PSG has upped its dividend following a strong start to its 2025 financial year, but warns that low economic growth remains a big problem in South Africa.

“While operating conditions remained challenging, more favourable equity market conditions and sustained high interest rates impacted positively on the group’s results during the period,” said the group in its financial results for the six months ended 30 August 2024 (H1 2025).

“Our key financial metrics under these conditions highlight the competitive advantage of our advice-led business model.”

The group’s total assets under management rose by 15.9% to R435.7 billion.

This comprised of assets managed by PSG Wealth of R379.1 billion (16.4% increase) and PSG Asset Management of R56.6 billion (12.4% increase), while PSG Insure’s gross written premium amounted to R3.7 billion (10.3% increase).

Regarding the financials, the group’s core income grew from R2.9 billion in H1 2024 to R3.3 billion in H1 2025.

Headline and recurring headline earnings jumped by 26.5% from R482 million to R610 million.

Performance fees comprised 6.0% (2023: 2.5%) of headline earnings.

The group thus upped its interim dividend by 26% to 17 cents per share.

FinancialsH1 2024H1 2025 % Change
Core income (R’000)2 896 8813 344 570+15.5%
Headline and recurring headline earnings (R’000)481 861609 500+26.5%
Return on equity22.5%26.2%
Headline and recurring headline per share (cents)37.648.2+28.0%
Dividend per share (cents)13.517.0+25.9%

Outlook

Although the company believes South Africa has the people to solve its major problems, there remains extreme untapped potential.

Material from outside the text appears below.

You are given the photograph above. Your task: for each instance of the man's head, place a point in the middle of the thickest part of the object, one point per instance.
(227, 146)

“Nevertheless, continued low levels of economic growth remains a seemingly intractable problem, resulting in stagnated economic development, exacerbating social issues such as crime and corruption.”

“The South African economy recently experienced less disruption from load shedding and saw a slight improvement in gross domestic product (GDP) growth during the period under review.”

“The market reacted positively to the formation of the Government of National Unity (GNU) following the recent national elections. This may indicate cautious optimism about improving consumer and business confidence in the country.”

That said, uncertainty remains, and clear signals are needed to show that there is sustainable economic growth.

The group said that policy reform and a legislative agenda conducive to economic growth are desperately needed.

“The process should include thorough social and economic impact studies to allow for the practical financial implications of the policy choices to be discussed with the various stakeholders.”

“Irrespective of the short-term challenges, we remain confident in our long-term strategy and will continue to invest in our businesses, thereby securing prospects for growth.”

The group added that it would continue investing in technology and the people with it, increasing its technology and infrastructure spending by 20%, with its fixed remuneration cost growing by 14%.

“These factors had a muted impact on our operating margins,” said the group.